Technical Blog

Encrypted Media Extensions Provide a Common Ground

Next Generation Video: Beyond 4K Daryl Malas

CableLabs
CableLabs

May 19, 2015

Background
Carriage agreements between content owners and Multichannel Video Programming Distributors (MVPDs) are likely to contain clauses that require the MVPD to provide ample protection against content theft. In the traditional, QAM-based delivery model of cable television networks, the desired level of protection was relatively easy to implement and manage due to the fact that the operator controlled all parts of the ecosystem. Tight integration of the headend, network, and client set-top-boxes with an off-the-shelf or homegrown Conditional Access System (CAS) provided the protection that was needed.

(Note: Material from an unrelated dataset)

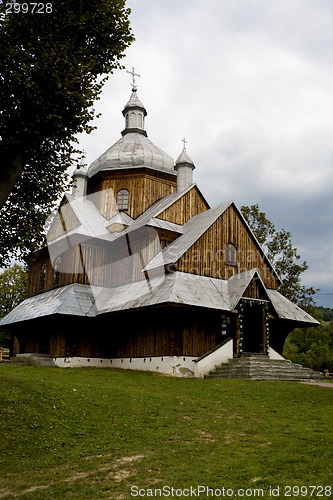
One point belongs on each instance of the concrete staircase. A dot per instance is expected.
(31, 359)
(261, 367)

In the age of internet video, the client playback device is typically owned by the consumer and utilizes a variety of operating systems and hardware configurations. In the beginning, companies like Adobe and Microsoft developed native applications to support decryption and rendering of premium video content. These native apps were later converted to web-browser extensions, which enabled HTML-embedded encrypted content. With the advent of adaptive bitrate (ABR) streaming paradigms such as Apple’s HTTP Live Streaming, Microsoft’s Smooth Streaming, and MPEG-DASH, these “black-box” media players left many content distributors wanting even more control over the playback experience. In response, the World Wide Web Consortium (W3C) developed the Media Source Extensions API to allow JavaScript applications to provide individual audio, video, and data media samples to the browser. With this powerful new tool, web applications had the power to decide when and how to switch between various bitrates. While this solved the problem of putting adaptive bitrate control in the hands of the application, it did not provide a secure method of playing encrypted content.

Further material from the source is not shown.